BACKGROUND: Multiple sclerosis (MS) is a debilitating immune-mediated disease of the central nervous system that affects over 2 million people worldwide, resulting in a heavy burden to families and entire communities. Understanding the genetic basis underlying MS could help decipher the pathogenesis and shed light on MS treatment. We refined a recently developed Bayesian framework, Integrative Risk Gene Selector (iRIGS), to prioritize risk genes associated with MS by integrating the summary statistics from the largest GWAS to date (n = 115,803), various genomic features, and gene-gene closeness. RESULTS: We identified 163 MS-associated prioritized risk genes (MS-PRGenes) through the Bayesian framework.

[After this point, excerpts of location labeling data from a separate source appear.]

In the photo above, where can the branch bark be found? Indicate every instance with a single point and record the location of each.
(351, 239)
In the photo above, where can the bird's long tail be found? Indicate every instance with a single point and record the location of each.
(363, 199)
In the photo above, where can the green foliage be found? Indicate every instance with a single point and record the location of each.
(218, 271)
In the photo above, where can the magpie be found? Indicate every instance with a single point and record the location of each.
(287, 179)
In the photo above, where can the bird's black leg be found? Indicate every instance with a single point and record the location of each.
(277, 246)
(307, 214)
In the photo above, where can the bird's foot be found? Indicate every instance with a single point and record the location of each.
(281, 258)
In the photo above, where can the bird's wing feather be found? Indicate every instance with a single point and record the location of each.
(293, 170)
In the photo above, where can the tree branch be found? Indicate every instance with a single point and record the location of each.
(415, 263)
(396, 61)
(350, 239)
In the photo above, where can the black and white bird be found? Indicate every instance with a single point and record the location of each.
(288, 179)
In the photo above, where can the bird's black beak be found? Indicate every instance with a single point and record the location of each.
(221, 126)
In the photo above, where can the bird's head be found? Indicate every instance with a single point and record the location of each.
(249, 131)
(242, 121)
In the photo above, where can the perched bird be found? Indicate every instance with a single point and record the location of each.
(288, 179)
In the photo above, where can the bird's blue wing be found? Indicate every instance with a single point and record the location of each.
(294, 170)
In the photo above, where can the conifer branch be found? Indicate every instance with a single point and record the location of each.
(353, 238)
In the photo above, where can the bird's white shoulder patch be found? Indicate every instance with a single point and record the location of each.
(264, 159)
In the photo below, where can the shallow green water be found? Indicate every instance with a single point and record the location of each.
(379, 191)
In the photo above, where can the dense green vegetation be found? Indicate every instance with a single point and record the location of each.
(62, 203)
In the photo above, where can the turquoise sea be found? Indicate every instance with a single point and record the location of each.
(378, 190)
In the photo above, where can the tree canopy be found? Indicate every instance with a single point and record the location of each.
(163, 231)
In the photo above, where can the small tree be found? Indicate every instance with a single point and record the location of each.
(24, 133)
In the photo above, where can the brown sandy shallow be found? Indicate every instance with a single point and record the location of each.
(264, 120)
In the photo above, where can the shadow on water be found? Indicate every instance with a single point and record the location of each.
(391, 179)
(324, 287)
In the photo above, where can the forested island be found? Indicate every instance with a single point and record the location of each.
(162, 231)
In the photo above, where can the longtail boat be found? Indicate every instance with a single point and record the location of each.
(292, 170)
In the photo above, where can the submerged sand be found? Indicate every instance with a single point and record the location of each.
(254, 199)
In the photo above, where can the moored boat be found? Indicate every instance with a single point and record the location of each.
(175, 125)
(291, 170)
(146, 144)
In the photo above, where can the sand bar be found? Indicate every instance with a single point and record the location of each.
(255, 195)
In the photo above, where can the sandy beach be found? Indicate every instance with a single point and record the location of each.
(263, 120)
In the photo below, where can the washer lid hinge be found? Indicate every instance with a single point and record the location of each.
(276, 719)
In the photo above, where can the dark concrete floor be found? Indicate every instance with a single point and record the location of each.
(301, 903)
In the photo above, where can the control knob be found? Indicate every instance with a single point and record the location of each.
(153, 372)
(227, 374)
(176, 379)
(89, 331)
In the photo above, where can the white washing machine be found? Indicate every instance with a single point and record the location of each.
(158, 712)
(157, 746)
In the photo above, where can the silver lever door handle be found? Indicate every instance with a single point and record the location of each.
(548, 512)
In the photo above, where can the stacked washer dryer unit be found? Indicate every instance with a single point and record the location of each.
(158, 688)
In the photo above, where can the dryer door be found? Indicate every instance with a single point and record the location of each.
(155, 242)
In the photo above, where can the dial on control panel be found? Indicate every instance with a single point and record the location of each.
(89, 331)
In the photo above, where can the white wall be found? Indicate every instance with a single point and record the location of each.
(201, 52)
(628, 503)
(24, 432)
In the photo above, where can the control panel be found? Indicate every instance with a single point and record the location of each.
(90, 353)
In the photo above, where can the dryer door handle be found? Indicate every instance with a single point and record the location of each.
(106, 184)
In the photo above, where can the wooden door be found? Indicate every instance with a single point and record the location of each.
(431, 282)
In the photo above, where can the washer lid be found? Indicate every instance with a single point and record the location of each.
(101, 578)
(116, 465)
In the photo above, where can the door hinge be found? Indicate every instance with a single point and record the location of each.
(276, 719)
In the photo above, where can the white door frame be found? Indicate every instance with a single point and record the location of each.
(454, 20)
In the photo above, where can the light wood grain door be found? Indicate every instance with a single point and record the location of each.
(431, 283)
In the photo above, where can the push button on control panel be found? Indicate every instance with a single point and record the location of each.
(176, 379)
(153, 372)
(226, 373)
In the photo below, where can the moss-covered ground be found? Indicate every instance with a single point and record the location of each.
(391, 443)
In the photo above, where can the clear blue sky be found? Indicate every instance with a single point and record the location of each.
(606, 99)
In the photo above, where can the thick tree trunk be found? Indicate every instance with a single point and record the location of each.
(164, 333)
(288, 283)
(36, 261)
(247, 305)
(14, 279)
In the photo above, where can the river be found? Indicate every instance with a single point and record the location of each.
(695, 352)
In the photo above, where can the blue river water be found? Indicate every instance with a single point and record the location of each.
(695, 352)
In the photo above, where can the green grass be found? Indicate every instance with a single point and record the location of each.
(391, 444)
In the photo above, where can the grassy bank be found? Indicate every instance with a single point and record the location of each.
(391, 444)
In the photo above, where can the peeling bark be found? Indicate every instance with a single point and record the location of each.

We replicated 35 MS-PRGenes through two-sample Mendelian randomization (2SMR) approach by integrating data from GWAS and Genotype-Tissue Expression (GTEx) expression quantitative trait loci (eQTL) of 19 tissues. We demonstrated that MS-PRGenes had more substantial deleterious effects and disease risk. Moreover, single-cell enrichment analysis indicated MS-PRGenes were more enriched in activated macrophages and microglia macrophages than non-activated ones in control samples. Biological and drug enrichment analyses highlighted inflammatory signaling pathways. CONCLUSIONS: In summary, we predicted and validated a high-confidence MS risk gene set from diverse genomic, epigenomic, eQTL, single-cell, and drug data. The MS-PRGenes could further serve as a benchmark of MS GWAS risk genes for future validation or genetic studies.